Окно в ее комнате было открыто, и теплый, но свежий воздух струился ей навстречу. Аня высунулась в окно и среди тысяч ночных огней, среди тысяч освещенных и темных человеческих жилищ ясно увидела одно, невидное глазу, — комнату в квартире 38, где один, расстроенный и угрюмый, сидит Алексей. Алексей, без которого еще вчера казалось — ей не жить. Алексей, чью любовь она сегодня, быть может, умертвила, потому что не поняла, не поддержала, потому что вложила всю нежность в просьбу поступить неблагородно, нечестно… Как же это случилось? Как она могла? «Совести у вас нет»... С каким презрением он оттолкнул ее руку!..
Воспоминание доставляло физическую боль. И от этого не уйти. Только одно было возможно и необходимо — немедленно увидеть его, признаться, что виновата, и услышать все, что он захочет сказать ей. Если конец — пусть сразу.
Не взглянув в зеркало, не сменив рабочего платья, она снова вышла из дому и почти бежала всю дорогу до знакомого дома в переулке. Разыскала номер 38 на табличке у входа, взбежала по лестнице, позвонила. Она ждала, что Алексей откроет сам и холодно спросит: «Вы? Зачем?» Открыла незнакомая женщина в халате, с удивлением и любопытством оглядела Аню.
— Мне к товарищу Полозову. С завода. Очень срочно. Он не спит?
— Нет, наверное. Только что выходил, — неохотно ответила женщина и указала, куда идти.
Забыв постучать, Аня толкнула дверь и вошла. Вошла, прикрыла за собою дверь и прижалась к ней спиной, не зная, что же еще делать, раз она добежала до цели и Алексей — вот он. Не расстроенный, не угрюмый. Сидит в голубой футболке над стаканом чаю и ест булку с колбасой. Глаза его широко раскрылись от удивления.
— Аня, вы? — воскликнул он наконец, торопливо проглатывая булку. Не понять было, доволен он или раздосадован неожиданным вторжением.
В комнате было только два стула, на одном из них навалены книги, бумаги, два мятых галстука и пиджак.

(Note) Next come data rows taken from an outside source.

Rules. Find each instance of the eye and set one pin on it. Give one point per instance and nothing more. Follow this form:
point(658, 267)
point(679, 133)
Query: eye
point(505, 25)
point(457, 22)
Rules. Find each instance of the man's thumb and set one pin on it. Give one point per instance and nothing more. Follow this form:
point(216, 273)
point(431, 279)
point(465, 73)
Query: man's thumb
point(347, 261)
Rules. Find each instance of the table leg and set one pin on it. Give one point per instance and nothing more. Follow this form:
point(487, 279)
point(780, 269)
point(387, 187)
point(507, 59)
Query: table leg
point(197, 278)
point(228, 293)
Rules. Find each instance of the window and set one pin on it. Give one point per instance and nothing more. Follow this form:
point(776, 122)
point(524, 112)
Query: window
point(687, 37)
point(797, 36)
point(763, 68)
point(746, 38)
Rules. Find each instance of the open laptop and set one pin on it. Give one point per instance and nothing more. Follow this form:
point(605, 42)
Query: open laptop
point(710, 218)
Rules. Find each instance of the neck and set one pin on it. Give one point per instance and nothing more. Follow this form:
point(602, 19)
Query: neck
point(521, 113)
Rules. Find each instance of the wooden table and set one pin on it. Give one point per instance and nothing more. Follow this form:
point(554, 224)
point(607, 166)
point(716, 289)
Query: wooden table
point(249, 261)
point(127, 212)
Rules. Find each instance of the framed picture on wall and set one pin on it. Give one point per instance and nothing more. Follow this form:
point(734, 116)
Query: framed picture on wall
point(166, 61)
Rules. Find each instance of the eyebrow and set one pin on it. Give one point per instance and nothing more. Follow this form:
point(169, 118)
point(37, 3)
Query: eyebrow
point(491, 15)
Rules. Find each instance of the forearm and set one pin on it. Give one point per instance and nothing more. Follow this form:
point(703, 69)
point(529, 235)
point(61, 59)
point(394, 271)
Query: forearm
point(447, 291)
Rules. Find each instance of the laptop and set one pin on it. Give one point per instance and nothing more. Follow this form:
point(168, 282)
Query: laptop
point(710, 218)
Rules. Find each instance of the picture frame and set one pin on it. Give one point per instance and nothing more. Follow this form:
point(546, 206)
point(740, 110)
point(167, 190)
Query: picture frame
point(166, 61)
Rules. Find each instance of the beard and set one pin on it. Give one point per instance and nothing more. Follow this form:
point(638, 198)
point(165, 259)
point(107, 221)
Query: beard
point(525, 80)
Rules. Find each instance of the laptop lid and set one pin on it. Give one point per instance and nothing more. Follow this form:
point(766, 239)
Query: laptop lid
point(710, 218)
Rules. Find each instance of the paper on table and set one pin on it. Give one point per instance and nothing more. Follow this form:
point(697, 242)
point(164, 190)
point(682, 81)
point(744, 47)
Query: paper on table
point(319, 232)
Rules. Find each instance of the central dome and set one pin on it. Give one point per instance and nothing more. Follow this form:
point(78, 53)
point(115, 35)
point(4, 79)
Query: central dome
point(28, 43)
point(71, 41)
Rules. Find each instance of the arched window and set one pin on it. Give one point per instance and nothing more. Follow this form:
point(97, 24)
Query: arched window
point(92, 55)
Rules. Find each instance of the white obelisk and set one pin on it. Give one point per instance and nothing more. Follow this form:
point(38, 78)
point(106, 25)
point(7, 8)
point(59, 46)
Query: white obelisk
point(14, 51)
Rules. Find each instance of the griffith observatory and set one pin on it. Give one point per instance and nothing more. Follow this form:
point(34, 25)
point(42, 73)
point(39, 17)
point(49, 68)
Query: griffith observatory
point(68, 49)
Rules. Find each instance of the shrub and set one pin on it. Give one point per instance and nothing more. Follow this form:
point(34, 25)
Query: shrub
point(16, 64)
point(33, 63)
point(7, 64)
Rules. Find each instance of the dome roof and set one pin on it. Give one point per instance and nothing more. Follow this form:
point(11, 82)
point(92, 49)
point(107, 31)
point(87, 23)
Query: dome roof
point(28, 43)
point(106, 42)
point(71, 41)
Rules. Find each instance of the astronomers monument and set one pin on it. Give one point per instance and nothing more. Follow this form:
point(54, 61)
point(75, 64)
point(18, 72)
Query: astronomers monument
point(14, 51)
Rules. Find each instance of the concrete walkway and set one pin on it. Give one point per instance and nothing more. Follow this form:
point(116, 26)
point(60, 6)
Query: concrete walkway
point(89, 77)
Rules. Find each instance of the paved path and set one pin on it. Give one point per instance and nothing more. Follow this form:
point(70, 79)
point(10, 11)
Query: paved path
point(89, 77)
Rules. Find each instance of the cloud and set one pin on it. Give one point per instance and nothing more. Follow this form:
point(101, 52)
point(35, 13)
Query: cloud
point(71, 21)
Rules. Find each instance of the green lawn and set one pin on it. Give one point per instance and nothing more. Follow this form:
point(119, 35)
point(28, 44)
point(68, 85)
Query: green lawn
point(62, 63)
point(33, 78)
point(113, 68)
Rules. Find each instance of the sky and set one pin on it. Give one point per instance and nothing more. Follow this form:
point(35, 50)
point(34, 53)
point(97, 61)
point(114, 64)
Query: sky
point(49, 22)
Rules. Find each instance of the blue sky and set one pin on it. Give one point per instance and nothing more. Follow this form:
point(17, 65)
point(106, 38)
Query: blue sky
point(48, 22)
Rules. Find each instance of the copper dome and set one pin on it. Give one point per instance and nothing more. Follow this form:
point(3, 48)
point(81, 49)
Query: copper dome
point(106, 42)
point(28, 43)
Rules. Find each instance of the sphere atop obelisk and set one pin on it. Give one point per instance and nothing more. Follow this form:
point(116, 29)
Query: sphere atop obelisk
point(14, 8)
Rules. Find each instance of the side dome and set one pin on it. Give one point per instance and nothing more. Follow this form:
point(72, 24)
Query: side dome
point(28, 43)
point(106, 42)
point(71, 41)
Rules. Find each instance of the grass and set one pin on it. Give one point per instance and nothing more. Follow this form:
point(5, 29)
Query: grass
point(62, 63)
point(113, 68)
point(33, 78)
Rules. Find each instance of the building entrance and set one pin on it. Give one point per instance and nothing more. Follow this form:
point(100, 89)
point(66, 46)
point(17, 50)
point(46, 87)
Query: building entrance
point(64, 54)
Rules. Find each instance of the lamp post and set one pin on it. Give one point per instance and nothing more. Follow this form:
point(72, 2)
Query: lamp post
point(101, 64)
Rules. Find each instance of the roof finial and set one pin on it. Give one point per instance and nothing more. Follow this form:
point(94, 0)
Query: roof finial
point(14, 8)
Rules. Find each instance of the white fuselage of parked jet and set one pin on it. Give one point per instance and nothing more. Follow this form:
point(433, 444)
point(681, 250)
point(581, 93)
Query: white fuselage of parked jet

Алексей смахнул все это на кровать и неуклюже выставил стул на середину комнаты — для гостьи. Комната была большая и неуютная, с чересчур яркой лампой без абажура — холостяцкое жилье человека, мало бывающего дома. На рабочем столе, среди книг и беспорядочно наваленных бумаг и чертежей, почему-то стоял глобус, повернутый к Ане голубизной Тихого океана.
— Да вы садитесь, Аня. Чаю хотите?
Она ожидала всего, кроме этого неуклюжего и милого гостеприимства. Как будто ничего не произошло. Как будто он не крикнул ей тех слов, не оттолкнул ее с таким презрением несколько часов тому назад.
— Я пришла... Я должна вам сказать, Алеша. Мне ужасно стыдно, что я...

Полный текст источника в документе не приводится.